Another Peter Pan cast-member!

Ever since I was a kid, and keep in mind, I probably saw this movie for the first time when I was around two or three, he was one of my favorite characters.  Mr. Smee, like Trusty, doesn’t seem like much at first, but instead of totally disarming the audience towards the end, glimpses of what make him awesome come all throughout the movie.  And he has them chuckling the whole time.

First and foremost, yes… Mr. Smee is none too bright.  In fact, he’s pretty dim.  But he’s very brave.  He’s the one who shoos away the Crocodile when it comes too close to the ship, and the beast listens to him!

He’s quick to forgive.  When we first meet him, the other crew members threaten him with various weapons, but in his interactions with them throughout the rest of the movie, it’s obvious that he doesn’t hold any grudges.  Given the knives and swords involved– that’s pretty impressive.

Smee also has a code of honor that the rest of the crew, especially Captain Hook, utterly lacks.  He tells off the captain for shooting an off-key singer.

“Oh dear, dear, dear Captain Hook.  Shooting a man in the middle of his cadenza?  Ain’t good form, you know.”

Later he wants to leave Neverland rather than become entangled in the Peter Pan-Tinkerbelle-Wendy conflict.  “This is no place for respectable pirates like us!”

He also thinks that Hook’s obsession with killing Peter Pan is unhealthy– which it is.
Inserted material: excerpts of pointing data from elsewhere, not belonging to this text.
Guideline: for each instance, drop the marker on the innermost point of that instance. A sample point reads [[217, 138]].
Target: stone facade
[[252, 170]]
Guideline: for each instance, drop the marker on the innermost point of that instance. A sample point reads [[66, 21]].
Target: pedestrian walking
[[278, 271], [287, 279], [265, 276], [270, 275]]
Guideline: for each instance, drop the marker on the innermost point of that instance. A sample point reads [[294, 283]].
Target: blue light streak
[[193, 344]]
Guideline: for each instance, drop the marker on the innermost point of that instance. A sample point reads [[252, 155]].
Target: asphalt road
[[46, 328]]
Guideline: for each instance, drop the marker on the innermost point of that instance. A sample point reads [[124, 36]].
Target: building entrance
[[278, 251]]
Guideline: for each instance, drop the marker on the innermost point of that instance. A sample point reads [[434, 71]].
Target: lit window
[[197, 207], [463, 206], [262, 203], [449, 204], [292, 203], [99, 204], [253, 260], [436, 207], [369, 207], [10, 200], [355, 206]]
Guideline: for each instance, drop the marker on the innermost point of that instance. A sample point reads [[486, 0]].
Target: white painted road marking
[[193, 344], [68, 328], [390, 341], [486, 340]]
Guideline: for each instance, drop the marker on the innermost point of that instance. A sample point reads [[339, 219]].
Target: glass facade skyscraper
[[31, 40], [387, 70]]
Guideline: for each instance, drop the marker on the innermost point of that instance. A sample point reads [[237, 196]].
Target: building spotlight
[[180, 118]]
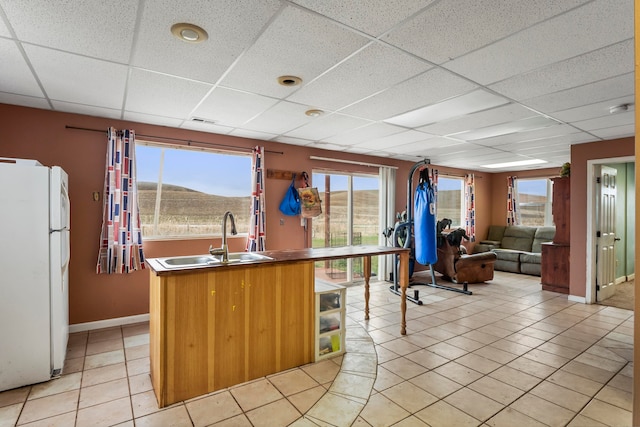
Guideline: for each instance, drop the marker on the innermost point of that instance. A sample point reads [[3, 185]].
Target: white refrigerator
[[34, 272]]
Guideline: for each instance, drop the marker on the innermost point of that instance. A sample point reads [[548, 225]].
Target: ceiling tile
[[394, 140], [493, 116], [370, 131], [597, 65], [86, 81], [584, 95], [16, 78], [231, 26], [296, 43], [428, 88], [544, 143], [24, 101], [370, 17], [4, 30], [326, 146], [591, 111], [90, 110], [79, 27], [451, 29], [619, 119], [551, 132], [471, 102], [282, 118], [510, 128], [294, 141], [206, 127], [152, 119], [551, 41], [426, 147], [326, 126], [373, 69], [623, 131], [229, 107], [252, 134], [176, 99]]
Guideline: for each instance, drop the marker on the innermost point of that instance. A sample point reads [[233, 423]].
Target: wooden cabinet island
[[215, 326]]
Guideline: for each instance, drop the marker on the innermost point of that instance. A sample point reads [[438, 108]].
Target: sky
[[230, 175], [211, 173]]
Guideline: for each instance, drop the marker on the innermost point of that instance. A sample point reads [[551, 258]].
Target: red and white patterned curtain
[[257, 237], [513, 215], [121, 237], [470, 202]]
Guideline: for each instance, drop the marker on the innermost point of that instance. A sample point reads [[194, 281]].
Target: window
[[450, 200], [350, 216], [185, 192], [534, 201]]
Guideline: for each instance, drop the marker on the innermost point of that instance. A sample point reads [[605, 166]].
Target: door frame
[[590, 288]]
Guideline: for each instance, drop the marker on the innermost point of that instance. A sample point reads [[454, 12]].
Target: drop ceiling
[[464, 83]]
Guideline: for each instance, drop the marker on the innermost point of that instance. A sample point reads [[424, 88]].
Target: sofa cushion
[[518, 237], [530, 258], [543, 234], [507, 255], [496, 232], [510, 266]]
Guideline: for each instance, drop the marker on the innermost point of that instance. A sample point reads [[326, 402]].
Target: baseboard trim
[[108, 323], [574, 298]]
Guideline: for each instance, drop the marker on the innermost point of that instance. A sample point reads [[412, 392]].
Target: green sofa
[[518, 248]]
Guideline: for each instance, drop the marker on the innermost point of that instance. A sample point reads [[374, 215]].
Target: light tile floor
[[508, 355]]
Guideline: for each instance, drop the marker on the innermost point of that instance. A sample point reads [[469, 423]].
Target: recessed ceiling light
[[289, 80], [618, 108], [518, 163], [314, 113], [189, 33]]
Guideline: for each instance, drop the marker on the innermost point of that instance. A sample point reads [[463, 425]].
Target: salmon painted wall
[[580, 155], [42, 135]]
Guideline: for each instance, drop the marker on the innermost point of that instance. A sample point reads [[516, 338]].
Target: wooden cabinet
[[561, 209], [555, 267], [555, 255], [213, 328], [330, 320]]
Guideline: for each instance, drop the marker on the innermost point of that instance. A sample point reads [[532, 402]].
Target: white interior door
[[605, 232]]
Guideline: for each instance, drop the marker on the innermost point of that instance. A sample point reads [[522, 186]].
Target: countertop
[[287, 255]]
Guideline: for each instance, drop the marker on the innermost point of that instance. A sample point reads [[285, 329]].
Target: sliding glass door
[[350, 217]]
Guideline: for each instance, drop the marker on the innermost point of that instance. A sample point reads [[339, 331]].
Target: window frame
[[548, 215], [156, 214], [463, 212]]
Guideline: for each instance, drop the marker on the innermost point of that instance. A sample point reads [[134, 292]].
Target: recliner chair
[[459, 267]]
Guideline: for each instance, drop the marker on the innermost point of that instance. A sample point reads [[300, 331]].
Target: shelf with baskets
[[330, 320]]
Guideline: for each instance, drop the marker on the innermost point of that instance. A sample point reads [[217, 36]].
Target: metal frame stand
[[407, 244]]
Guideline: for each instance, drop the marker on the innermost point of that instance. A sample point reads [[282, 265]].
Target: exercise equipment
[[427, 230]]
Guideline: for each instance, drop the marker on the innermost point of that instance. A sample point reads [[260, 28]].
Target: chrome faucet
[[224, 250]]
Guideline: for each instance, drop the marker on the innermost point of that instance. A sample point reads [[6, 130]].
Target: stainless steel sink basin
[[204, 260], [244, 257], [189, 261]]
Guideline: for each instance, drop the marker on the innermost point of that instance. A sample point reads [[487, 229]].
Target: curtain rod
[[188, 141], [351, 162]]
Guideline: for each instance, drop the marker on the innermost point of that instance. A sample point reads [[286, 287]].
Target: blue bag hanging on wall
[[290, 204], [425, 223]]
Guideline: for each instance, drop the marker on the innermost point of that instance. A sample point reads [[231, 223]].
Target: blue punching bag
[[425, 224]]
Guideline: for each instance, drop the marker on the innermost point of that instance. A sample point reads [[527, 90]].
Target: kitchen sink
[[204, 260], [189, 261], [244, 257]]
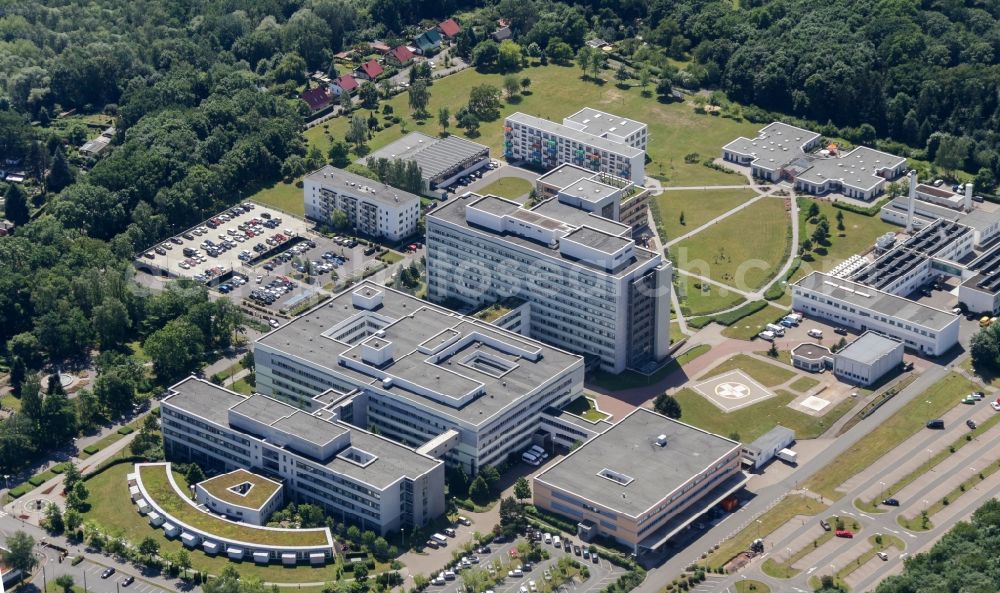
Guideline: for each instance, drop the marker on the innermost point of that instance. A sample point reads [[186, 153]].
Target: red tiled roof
[[346, 82], [449, 27], [316, 98], [372, 69], [402, 53]]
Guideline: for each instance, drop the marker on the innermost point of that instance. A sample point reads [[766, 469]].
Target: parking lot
[[223, 243], [602, 572]]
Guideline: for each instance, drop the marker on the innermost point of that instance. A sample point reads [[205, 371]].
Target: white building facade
[[548, 144], [591, 289], [372, 208]]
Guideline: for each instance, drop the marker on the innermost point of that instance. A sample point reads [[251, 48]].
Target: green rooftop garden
[[157, 484]]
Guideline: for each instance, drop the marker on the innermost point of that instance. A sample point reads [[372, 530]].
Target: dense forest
[[963, 560], [203, 98]]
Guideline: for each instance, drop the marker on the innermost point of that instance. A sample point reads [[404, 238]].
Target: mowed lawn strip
[[859, 232], [744, 250], [790, 507], [698, 206], [938, 399], [111, 509], [753, 421], [675, 130], [511, 188], [154, 479], [751, 325], [765, 373], [701, 298]]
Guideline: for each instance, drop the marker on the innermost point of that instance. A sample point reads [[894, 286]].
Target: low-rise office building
[[766, 446], [782, 152], [441, 160], [642, 481], [372, 208], [358, 477], [868, 358], [419, 373], [548, 144], [922, 328], [606, 195], [591, 289]]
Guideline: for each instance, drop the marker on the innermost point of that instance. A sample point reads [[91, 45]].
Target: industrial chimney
[[911, 203]]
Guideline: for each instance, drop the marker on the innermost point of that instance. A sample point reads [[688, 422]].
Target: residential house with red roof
[[449, 28], [400, 56], [370, 70], [316, 98], [342, 84]]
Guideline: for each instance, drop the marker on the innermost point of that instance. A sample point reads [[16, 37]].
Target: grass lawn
[[859, 232], [789, 508], [751, 586], [154, 479], [283, 196], [698, 207], [744, 250], [941, 397], [116, 515], [585, 408], [558, 91], [923, 468], [511, 188], [701, 298], [752, 421], [751, 325], [631, 379], [764, 373], [803, 384]]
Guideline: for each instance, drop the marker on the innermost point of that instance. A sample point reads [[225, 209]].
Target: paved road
[[766, 496], [837, 553]]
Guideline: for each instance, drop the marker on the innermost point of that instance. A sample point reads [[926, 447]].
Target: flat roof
[[811, 351], [204, 399], [857, 168], [393, 460], [646, 472], [589, 190], [869, 348], [565, 174], [601, 123], [467, 391], [774, 145], [434, 156], [771, 438], [553, 208], [226, 487], [453, 212], [588, 139], [356, 185], [601, 241], [884, 303]]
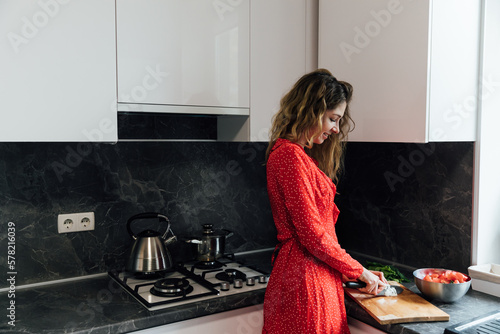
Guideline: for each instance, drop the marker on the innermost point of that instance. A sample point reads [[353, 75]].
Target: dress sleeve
[[295, 183]]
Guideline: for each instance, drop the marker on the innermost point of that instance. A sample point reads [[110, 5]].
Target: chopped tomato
[[448, 276]]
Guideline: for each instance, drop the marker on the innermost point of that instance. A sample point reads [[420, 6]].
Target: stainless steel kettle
[[149, 252]]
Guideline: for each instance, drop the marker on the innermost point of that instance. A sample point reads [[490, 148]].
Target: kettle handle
[[145, 215]]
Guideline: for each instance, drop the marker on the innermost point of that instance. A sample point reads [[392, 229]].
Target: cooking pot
[[211, 245], [149, 253]]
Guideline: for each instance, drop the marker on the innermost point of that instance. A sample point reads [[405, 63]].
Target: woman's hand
[[375, 281]]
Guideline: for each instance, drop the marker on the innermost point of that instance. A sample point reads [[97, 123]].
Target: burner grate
[[486, 324], [492, 327]]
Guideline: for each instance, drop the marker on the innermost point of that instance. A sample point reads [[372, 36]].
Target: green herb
[[391, 273]]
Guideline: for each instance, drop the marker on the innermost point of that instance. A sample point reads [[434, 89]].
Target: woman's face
[[331, 123]]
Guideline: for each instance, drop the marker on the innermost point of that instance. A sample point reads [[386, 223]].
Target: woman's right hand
[[375, 281]]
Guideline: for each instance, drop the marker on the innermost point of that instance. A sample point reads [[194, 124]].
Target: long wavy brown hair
[[302, 109]]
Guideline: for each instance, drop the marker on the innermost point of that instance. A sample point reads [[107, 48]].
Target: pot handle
[[229, 233], [145, 215]]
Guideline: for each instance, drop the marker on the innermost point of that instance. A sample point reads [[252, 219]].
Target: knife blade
[[358, 284]]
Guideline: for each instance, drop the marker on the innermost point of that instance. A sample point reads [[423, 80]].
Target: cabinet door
[[381, 47], [57, 65], [281, 31], [183, 52]]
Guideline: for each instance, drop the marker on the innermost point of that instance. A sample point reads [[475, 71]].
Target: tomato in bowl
[[442, 284]]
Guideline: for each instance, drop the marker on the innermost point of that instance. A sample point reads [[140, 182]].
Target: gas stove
[[190, 282]]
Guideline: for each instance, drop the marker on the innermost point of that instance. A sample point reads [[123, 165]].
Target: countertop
[[98, 305]]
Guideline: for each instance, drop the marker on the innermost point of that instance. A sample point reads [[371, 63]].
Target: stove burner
[[229, 275], [204, 265], [149, 275], [171, 287]]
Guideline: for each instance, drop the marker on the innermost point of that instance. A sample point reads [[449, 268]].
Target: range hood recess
[[182, 109]]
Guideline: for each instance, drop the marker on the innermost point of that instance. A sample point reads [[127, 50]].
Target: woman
[[304, 293]]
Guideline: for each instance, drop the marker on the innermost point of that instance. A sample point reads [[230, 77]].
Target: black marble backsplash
[[191, 183], [407, 203]]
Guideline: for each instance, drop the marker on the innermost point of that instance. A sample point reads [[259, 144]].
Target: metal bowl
[[444, 292]]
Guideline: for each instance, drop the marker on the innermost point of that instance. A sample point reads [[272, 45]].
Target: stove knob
[[238, 283], [224, 286], [250, 281]]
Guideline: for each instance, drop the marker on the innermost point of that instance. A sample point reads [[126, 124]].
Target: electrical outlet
[[86, 221], [75, 222]]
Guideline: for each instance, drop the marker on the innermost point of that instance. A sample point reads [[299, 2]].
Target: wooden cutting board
[[405, 307]]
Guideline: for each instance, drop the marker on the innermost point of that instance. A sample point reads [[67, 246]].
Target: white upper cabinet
[[57, 65], [283, 48], [180, 55], [413, 64]]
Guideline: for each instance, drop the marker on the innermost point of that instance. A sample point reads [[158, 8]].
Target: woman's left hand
[[375, 281]]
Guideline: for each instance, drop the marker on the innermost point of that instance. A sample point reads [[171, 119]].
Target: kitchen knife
[[358, 284]]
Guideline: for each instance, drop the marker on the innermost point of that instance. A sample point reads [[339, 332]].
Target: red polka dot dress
[[304, 294]]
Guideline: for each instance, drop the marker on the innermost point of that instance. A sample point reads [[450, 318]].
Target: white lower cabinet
[[248, 320]]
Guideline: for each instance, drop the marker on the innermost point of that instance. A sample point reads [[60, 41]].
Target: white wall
[[486, 227]]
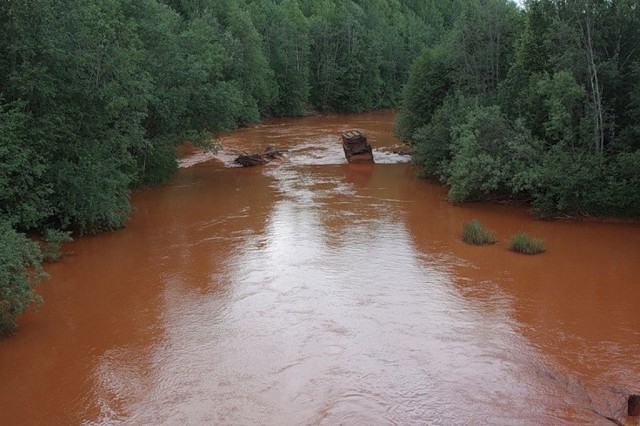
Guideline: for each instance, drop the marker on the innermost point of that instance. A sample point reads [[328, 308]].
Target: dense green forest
[[96, 95], [538, 102], [540, 105]]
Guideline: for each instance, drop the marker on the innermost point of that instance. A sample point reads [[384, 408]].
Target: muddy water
[[313, 292]]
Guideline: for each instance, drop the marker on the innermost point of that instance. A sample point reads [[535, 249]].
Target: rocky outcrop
[[356, 147]]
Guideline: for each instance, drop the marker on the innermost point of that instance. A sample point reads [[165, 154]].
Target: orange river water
[[314, 292]]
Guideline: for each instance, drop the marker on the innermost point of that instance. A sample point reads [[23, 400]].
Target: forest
[[537, 102], [96, 95]]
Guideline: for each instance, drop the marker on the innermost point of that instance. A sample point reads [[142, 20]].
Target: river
[[314, 292]]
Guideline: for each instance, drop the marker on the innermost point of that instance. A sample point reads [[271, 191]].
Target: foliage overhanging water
[[317, 292]]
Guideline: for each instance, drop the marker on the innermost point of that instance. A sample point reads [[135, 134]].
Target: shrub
[[474, 233], [53, 239], [523, 243], [20, 271]]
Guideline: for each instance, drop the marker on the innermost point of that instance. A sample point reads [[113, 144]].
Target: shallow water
[[314, 292]]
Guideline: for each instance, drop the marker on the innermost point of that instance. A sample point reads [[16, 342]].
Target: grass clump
[[474, 233], [525, 244]]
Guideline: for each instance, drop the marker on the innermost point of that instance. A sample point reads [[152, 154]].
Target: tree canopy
[[539, 104]]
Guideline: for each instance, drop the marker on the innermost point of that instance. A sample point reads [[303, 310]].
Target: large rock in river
[[356, 148], [249, 160]]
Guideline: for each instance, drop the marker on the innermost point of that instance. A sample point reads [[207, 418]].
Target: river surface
[[314, 292]]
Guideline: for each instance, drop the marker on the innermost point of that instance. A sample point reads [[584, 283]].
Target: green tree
[[20, 272]]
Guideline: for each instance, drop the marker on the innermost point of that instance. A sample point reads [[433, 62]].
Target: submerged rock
[[356, 147], [250, 160]]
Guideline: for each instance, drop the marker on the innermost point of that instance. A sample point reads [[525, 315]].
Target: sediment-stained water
[[314, 292]]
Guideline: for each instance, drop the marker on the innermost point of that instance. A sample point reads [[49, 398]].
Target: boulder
[[250, 160], [356, 148]]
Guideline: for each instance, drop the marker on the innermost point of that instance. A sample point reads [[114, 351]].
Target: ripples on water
[[312, 292]]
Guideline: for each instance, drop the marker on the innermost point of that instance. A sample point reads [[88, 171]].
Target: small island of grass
[[474, 232], [525, 244]]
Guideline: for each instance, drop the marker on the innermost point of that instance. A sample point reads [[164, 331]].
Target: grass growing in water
[[523, 243], [474, 233]]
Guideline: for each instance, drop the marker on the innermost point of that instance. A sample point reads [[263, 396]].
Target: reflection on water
[[318, 292]]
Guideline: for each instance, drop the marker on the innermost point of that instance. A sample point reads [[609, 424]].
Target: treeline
[[96, 95], [540, 104]]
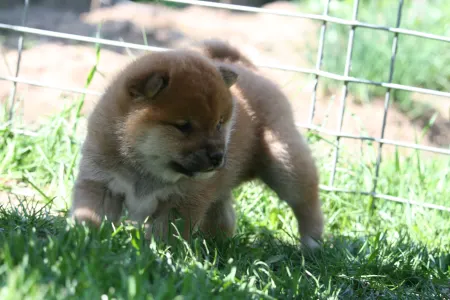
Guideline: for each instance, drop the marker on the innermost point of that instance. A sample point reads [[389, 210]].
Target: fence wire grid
[[325, 18]]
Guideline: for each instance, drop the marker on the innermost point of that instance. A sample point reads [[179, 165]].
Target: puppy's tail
[[223, 51]]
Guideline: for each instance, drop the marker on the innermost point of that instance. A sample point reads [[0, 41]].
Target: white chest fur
[[141, 205]]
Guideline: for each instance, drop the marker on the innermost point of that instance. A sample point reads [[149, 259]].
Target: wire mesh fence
[[346, 79]]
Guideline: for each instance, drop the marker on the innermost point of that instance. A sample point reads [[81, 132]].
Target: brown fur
[[134, 154]]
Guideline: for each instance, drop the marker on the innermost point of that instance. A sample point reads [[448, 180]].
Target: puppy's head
[[178, 114]]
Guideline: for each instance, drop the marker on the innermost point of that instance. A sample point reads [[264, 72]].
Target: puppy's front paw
[[310, 243], [86, 215]]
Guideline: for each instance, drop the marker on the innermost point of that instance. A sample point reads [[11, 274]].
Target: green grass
[[395, 252], [420, 62]]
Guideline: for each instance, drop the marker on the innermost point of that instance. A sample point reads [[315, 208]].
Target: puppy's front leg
[[92, 201]]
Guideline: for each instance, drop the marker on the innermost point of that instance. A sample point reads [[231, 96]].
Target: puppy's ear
[[228, 75], [148, 87]]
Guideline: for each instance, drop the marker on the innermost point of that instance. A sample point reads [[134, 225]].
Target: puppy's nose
[[216, 158]]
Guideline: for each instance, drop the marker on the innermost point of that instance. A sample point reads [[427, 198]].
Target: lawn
[[393, 251]]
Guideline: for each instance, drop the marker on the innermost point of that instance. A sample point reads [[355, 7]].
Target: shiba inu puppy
[[179, 130]]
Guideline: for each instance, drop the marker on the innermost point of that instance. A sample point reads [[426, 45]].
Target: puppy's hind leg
[[92, 201], [288, 168]]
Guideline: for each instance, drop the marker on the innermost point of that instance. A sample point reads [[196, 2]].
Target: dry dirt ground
[[265, 38]]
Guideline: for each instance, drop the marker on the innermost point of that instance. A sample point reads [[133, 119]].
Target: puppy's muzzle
[[200, 161]]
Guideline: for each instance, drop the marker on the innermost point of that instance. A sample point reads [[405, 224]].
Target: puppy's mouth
[[180, 169], [177, 167]]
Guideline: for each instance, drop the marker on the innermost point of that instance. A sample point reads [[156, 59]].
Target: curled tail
[[223, 51]]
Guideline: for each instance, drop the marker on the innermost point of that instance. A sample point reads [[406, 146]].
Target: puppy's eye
[[185, 127], [219, 124]]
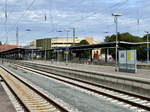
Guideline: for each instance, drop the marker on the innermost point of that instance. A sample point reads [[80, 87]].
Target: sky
[[90, 18]]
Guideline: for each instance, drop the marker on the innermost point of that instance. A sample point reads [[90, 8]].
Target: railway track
[[140, 103], [30, 98]]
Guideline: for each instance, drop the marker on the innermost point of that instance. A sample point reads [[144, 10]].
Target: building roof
[[7, 47]]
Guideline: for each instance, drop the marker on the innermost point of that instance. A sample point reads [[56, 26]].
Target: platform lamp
[[116, 22], [28, 30], [147, 32]]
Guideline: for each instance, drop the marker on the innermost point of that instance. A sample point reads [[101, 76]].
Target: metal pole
[[148, 47], [74, 35], [45, 47], [67, 49], [17, 39], [32, 54], [116, 21]]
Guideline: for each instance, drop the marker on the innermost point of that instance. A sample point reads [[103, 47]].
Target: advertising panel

But more interestingly, Hook knows that Smee is indispensable.  The captain is perfectly willing to kill just plain crewmen for minor infractions like singing off key, but when Smee does the same thing he only gets shushed or smacked on the head.  The pirate knows he can’t keep things together without his dim-witted assistant, which is saying something, considering Hook’s arrogance.

Oh, and he loves his mother.  It’s a villain cliche, but very funny here.  Comic-yet-effective villains are great, and Smee juggles his efficiency with his ineptitude, as well as serving a nice counterpoint to Hook’s hysterical ruthlessness.  It’s a win-win for audiences.